In the same building, the White House Office of Signals duly made a high-quality tape of the report and had it walked to the Oval Office. Elsewhere in the world, the CNN report from Beijing arrived at breakfast time, causing more than a few people to set their coffee (or tea) cups down immediately before a groan of anger. That occasioned brief dispatches from American embassies around the world, informing the Department of State that various foreign governments had reacted adversely to the story on CNN, and that various PRC embassies had found demonstrators outside their gates, some of them quite vociferous. This information rapidly found its way to the Diplomatic Protection Service, the State Department agency tasked with the job of securing foreign diplomats and their embassies. Calls went out from there to the D.C. police to increase the uniformed presence near the PRC’s various missions to America, and to arrange a rapid backup should any similar problems develop right here in Washington.

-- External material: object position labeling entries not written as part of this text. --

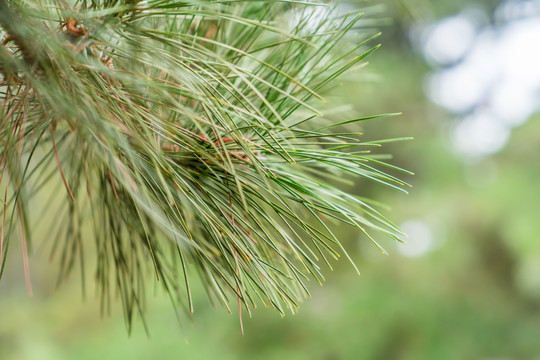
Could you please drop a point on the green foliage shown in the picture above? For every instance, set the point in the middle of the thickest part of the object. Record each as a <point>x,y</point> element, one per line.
<point>187,137</point>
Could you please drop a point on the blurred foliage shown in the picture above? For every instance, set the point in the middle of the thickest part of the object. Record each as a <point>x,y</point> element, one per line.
<point>475,295</point>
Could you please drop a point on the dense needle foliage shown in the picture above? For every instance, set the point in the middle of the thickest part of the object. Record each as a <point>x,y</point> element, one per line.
<point>185,137</point>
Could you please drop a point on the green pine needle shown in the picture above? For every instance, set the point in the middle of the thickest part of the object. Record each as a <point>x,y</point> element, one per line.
<point>186,137</point>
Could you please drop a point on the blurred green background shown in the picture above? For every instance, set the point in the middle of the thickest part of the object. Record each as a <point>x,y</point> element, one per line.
<point>467,285</point>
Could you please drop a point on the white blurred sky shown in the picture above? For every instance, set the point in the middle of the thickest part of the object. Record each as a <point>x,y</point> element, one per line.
<point>487,75</point>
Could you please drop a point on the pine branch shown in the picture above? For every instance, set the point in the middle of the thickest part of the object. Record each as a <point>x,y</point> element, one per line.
<point>186,135</point>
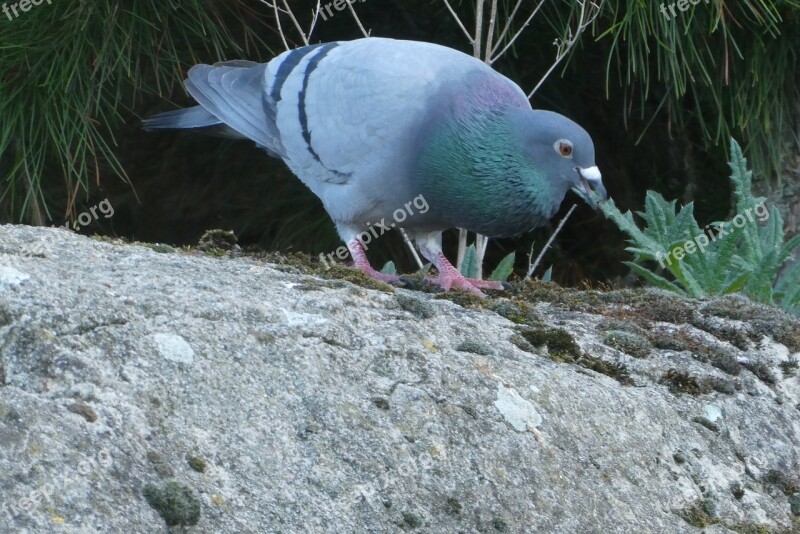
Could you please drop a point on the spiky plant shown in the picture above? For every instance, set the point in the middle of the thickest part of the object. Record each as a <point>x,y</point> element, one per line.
<point>741,255</point>
<point>726,67</point>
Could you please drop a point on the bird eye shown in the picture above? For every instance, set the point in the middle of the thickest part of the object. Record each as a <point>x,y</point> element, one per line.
<point>563,147</point>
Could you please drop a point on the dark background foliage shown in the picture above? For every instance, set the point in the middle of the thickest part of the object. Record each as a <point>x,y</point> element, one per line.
<point>659,97</point>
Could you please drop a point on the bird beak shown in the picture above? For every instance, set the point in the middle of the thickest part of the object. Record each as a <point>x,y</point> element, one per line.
<point>591,186</point>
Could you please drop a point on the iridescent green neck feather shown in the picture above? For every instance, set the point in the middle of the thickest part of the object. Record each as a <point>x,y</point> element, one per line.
<point>474,172</point>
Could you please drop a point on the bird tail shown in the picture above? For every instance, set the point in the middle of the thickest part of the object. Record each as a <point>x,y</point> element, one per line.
<point>230,95</point>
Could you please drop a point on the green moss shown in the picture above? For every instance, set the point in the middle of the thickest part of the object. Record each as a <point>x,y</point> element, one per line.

By the time Ben Goodley awoke and drove over to Langley for his morning briefing, the American intelligenc
e community had pretty well diagnosed the problem. As Ryan had so colorfully said it himself, the PRC had stepped very hard on the old crank with the golf shoes, and even they would soon feel the pain. This would prove to be a gross understatement.
The good news for Goodley, if you could call it that, was that Ryan invariably had his breakfast-room TV tuned to CNN, and was fully aware of the new crisis before putting on his starched white button-down shirt and striped tie. Even kissing his wife and kids on their way out of The House that morning couldn’t do much to assuage his anger at the incomprehensible stupidity of those people on the other side of the world.
“God damn it, Ben!” POTUS snarled when Goodley came into the Oval Office.
“Hey, Boss, I didn’t do it!” the National Security Adviser protested, surprised at the President’s vehemence.
“What do we know?”
“Essentially, you’ve seen it all. The widow of the poor bastard who got his brains blown out the other day came to Beijing hoping to bring his body back to Taiwan for burial. She found out that the body had been cremated, and the ashes disposed of. The local cops would not let her back into her house, and when some members of the parish came by to hold a prayer service, the local cops decided to break it up.” He didn’t have to say that the attack on the widow had been caught with particular excellence by the CNN cameraman, to the point that Cathy Ryan had commented upstairs that the woman definitely had a broken nose, and possibly worse, and would probably need a good maxillary surgeon to put her face back together. Then she’d asked her husband why the cops would hate anyone so much.
“She believes in God, I suppose,” Ryan had replied in the breakfast room.